Wat waren zoal de bevindingen van de externe experten?
Deb Vansteenwegen: Een belangrijke bevinding is dat leidinggevenden vaak te maken hebben met ‘handelingsverlegenheid’, zo noemt het rapport de situatie van leidinggevenden die niet goed weten hoe ze moeten omgaan met grensoverschrijdend gedrag in hun team. Hoe ze dingen bespreekbaar kunnen maken en welke procedurele mogelijkheden er zijn binnen de KU Leuven. Een andere conclusie was dat het ‘verwachtingsmanagement’ op punt moet gesteld worden: hoe zorg je ervoor dat mensen weten wat ze mogen verwachten als ze een melding doen, en bij wie ze terecht kunnen? We hadden heel wat aanspreekpunten binnen de KU Leuven, maar die werkten niet systematisch op dezelfde manier en dat bevordert het vertrouwen in de opvolging uiteraard niet. Het is belangrijk dat melders vertrouwen hebben in de professionele ondersteuning van de meldingskanalen. Dat zijn we nu structureel aan het opzetten in elke faculteit en elk departement. De experten wezen ook op een aantal structurele elementen. Zo zijn Phd’s niet alleen afhankelijk van hun promotor voor hun doctoraat, maar vaak ook voor hun loopbaan en hun toekomstig netwerk. PhD’s die te afhankelijk zijn van één promotor zonder eigen netwerk, zitten in een geïsoleerde positie en moeten bij problemen of grensoverschrijdend gedrag weten dat ze terecht kunnen bij de lokale aanspreekpunten en de vertrouwensunit. Er is ook een cultuurverandering bezig in de manier waarop we naar evaluatie en tucht van professoren kijken. Het tuchtreglement werd bijgevolg bijgestuurd. Vernieuwende elementen zijn onder meer dat iedereen een melding kan doen, dat de melder beter geïnformeerd blijft over het proces, dat het initiatief tot het opstarten van een tuchtprocedure niet langer uitsluitend bij de rector ligt en dat er geen verjaringstermijn meer bepaald wordt. Het rapport heeft ons in elk geval geleerd dat we naar communicatie en integratie van de veelheid aan dingen die we doen grote stappen vooruit kunnen zetten. Elfi, een korte reflectie vanuit jouw expertise?

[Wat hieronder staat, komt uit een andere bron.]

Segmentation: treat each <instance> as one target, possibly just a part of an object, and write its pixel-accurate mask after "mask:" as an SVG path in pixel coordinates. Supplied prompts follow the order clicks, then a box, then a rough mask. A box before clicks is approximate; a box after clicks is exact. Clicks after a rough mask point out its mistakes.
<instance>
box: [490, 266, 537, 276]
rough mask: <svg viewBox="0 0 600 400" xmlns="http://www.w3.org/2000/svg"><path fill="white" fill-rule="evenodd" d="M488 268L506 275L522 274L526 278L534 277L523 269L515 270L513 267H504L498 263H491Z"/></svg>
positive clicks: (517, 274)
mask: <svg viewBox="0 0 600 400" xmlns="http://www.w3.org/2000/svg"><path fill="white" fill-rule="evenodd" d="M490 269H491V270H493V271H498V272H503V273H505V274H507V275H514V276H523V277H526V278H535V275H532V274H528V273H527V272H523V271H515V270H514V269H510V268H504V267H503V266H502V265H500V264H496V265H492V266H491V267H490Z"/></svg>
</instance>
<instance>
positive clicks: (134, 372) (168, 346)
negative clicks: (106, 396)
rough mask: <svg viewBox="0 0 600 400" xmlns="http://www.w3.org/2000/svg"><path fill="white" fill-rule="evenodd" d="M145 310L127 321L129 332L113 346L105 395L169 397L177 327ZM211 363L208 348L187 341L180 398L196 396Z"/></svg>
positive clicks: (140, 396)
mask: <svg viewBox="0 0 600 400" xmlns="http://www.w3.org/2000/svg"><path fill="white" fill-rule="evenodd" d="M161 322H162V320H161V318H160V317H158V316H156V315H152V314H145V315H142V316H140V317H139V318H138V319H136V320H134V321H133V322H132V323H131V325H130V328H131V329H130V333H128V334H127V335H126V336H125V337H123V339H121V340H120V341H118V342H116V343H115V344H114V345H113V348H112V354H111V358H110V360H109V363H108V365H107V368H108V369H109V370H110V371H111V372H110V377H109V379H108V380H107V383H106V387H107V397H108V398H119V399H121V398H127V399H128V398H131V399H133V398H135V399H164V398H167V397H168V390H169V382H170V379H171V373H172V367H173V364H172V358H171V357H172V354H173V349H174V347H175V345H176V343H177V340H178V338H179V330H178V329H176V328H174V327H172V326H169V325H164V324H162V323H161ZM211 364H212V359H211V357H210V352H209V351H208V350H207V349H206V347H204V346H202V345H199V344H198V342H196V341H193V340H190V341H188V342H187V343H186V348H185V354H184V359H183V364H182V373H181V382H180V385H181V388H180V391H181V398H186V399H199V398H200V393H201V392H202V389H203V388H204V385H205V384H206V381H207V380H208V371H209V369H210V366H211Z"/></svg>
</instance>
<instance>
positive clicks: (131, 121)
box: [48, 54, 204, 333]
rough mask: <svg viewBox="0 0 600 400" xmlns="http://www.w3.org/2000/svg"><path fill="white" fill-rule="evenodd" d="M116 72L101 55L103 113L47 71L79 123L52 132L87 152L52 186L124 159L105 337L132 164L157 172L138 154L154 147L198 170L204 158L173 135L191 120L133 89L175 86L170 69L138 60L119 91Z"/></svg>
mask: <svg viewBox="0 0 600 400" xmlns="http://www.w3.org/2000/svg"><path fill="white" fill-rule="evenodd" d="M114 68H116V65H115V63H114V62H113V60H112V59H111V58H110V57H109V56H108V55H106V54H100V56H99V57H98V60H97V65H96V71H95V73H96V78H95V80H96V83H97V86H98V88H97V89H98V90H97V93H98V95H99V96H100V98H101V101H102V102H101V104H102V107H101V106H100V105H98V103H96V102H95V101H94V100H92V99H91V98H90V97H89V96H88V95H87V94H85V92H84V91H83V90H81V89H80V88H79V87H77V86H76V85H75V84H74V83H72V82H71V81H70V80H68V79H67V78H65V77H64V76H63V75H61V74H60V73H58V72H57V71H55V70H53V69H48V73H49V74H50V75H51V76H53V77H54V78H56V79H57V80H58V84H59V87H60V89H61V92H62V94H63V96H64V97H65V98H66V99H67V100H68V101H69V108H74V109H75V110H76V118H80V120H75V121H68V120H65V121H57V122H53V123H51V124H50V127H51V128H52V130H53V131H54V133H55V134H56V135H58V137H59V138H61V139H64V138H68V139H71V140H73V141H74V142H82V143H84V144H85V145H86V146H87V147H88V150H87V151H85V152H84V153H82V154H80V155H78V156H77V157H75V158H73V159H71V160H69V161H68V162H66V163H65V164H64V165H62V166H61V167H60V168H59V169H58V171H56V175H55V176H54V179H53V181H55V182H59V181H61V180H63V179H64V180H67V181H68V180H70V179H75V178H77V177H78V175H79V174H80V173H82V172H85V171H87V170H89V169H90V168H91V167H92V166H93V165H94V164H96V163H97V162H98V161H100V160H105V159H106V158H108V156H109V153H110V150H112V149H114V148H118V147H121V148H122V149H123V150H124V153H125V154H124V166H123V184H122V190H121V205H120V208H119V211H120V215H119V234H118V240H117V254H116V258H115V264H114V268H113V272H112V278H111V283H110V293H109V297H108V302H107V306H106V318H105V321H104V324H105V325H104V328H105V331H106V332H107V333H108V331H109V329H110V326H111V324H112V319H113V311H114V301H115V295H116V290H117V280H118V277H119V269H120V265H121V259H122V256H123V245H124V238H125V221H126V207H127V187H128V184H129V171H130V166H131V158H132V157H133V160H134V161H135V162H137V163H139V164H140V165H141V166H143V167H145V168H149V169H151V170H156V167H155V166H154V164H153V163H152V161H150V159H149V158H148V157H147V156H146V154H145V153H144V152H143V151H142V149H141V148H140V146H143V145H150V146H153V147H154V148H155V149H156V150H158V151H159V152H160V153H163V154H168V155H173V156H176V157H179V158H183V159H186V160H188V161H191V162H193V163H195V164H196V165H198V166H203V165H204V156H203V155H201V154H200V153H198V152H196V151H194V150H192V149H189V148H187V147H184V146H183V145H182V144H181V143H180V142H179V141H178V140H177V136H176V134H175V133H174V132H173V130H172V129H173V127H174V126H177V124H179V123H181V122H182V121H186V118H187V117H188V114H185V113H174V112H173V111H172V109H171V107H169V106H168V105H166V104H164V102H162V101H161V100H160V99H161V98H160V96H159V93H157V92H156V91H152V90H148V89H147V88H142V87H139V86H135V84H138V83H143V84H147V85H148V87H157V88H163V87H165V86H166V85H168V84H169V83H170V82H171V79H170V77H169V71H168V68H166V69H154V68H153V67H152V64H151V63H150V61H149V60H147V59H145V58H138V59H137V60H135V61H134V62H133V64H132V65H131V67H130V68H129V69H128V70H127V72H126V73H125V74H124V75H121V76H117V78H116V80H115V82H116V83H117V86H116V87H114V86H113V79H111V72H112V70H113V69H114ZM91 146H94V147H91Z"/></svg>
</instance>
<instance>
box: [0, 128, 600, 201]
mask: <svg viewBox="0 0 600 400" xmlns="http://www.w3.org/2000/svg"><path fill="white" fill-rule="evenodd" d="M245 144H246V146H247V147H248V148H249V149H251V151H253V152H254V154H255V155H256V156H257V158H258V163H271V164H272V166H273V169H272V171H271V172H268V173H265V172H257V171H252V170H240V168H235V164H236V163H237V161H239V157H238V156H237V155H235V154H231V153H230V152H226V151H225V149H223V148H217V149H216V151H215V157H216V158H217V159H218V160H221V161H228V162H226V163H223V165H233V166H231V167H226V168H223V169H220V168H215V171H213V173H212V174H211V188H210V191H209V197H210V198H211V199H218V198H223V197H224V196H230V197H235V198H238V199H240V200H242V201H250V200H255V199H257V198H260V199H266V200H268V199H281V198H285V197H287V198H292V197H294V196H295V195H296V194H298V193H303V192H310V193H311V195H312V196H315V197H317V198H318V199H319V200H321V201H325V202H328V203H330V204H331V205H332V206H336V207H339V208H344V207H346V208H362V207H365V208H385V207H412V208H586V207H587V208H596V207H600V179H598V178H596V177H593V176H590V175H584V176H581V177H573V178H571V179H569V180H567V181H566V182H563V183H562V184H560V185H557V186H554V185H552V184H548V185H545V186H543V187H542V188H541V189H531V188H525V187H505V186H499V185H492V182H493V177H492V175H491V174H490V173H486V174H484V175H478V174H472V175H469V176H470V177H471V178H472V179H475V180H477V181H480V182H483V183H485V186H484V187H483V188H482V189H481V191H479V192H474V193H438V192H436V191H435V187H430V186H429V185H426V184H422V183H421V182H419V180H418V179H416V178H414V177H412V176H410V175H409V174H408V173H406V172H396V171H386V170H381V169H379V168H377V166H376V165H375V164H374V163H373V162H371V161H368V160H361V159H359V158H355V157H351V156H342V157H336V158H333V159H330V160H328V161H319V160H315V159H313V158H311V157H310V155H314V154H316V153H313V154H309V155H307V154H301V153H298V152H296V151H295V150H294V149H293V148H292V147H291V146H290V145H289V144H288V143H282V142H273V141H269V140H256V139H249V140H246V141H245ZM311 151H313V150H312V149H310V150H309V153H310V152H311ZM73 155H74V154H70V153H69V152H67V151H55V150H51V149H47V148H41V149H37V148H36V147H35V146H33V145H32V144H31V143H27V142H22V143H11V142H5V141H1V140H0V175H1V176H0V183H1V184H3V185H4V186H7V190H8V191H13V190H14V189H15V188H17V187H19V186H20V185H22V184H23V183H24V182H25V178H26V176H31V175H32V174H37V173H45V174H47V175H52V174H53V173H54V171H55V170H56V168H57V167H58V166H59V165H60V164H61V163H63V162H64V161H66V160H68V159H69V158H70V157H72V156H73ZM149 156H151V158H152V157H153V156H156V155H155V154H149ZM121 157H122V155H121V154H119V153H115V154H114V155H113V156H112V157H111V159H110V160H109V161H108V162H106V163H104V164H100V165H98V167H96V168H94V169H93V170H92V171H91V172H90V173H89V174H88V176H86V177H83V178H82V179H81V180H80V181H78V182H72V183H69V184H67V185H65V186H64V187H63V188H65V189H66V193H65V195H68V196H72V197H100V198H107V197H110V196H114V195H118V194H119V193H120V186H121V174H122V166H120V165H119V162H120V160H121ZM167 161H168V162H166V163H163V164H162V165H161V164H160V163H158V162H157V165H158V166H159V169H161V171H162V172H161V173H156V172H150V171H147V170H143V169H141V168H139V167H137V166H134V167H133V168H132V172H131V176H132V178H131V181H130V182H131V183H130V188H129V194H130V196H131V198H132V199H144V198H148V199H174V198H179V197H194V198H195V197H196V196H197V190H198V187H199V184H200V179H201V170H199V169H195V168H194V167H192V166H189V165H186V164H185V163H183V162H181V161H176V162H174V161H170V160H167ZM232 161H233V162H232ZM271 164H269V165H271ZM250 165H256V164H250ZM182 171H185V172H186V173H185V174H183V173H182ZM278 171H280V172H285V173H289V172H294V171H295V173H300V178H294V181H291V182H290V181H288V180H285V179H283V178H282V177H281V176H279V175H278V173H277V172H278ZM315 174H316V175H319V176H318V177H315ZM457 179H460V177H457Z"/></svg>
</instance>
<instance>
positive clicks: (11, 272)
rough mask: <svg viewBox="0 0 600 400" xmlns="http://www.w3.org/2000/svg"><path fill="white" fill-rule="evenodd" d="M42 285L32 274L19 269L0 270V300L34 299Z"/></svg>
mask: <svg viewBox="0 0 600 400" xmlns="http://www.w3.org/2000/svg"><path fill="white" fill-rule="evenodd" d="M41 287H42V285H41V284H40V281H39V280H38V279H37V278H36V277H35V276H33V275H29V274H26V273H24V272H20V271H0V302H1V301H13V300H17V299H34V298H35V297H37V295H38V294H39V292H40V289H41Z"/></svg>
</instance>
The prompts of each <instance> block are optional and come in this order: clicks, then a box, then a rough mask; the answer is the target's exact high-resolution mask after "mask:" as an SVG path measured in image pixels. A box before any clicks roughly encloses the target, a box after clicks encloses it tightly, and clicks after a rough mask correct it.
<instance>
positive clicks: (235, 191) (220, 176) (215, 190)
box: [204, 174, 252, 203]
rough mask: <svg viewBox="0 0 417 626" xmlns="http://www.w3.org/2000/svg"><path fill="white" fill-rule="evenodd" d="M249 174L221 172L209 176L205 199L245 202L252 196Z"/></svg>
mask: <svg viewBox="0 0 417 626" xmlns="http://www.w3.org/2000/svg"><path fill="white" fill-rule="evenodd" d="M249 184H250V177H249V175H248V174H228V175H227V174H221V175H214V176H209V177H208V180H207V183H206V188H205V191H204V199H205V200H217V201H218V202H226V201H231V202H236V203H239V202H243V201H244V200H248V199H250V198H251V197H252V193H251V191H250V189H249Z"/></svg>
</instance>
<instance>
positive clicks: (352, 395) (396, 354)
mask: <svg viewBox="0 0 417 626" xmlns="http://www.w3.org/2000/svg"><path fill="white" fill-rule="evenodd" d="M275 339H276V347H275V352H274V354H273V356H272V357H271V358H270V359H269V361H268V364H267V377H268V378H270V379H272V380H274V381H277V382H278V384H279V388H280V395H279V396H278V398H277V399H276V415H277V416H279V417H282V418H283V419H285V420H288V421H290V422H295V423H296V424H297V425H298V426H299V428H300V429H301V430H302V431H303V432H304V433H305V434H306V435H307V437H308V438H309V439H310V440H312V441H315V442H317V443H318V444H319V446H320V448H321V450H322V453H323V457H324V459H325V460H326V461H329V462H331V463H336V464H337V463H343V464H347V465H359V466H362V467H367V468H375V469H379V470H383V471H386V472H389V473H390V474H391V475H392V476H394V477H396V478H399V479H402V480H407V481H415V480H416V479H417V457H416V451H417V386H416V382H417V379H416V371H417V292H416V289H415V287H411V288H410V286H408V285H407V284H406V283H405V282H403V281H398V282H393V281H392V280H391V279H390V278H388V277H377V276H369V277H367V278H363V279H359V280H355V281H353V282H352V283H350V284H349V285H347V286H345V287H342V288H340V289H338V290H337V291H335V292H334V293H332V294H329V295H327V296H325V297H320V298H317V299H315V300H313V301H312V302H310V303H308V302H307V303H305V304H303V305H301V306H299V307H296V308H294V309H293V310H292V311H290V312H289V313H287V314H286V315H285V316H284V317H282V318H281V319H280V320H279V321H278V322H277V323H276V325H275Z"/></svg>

Elfi Baillien: Wat mij charmeert als ik kijk naar de website, is dat de focus niet zozeer ligt op ongewenst grensoverschrijdend gedrag maar wel op dat veilig sociaal klimaat. Sociale veiligheid gaat niet enkel over de zware casussen van ongewenst gedrag, maar over verschillende vormen van negatief gedrag die wij niet ondersteunen. Alle aspecten daarvan zijn in de website geïntegreerd.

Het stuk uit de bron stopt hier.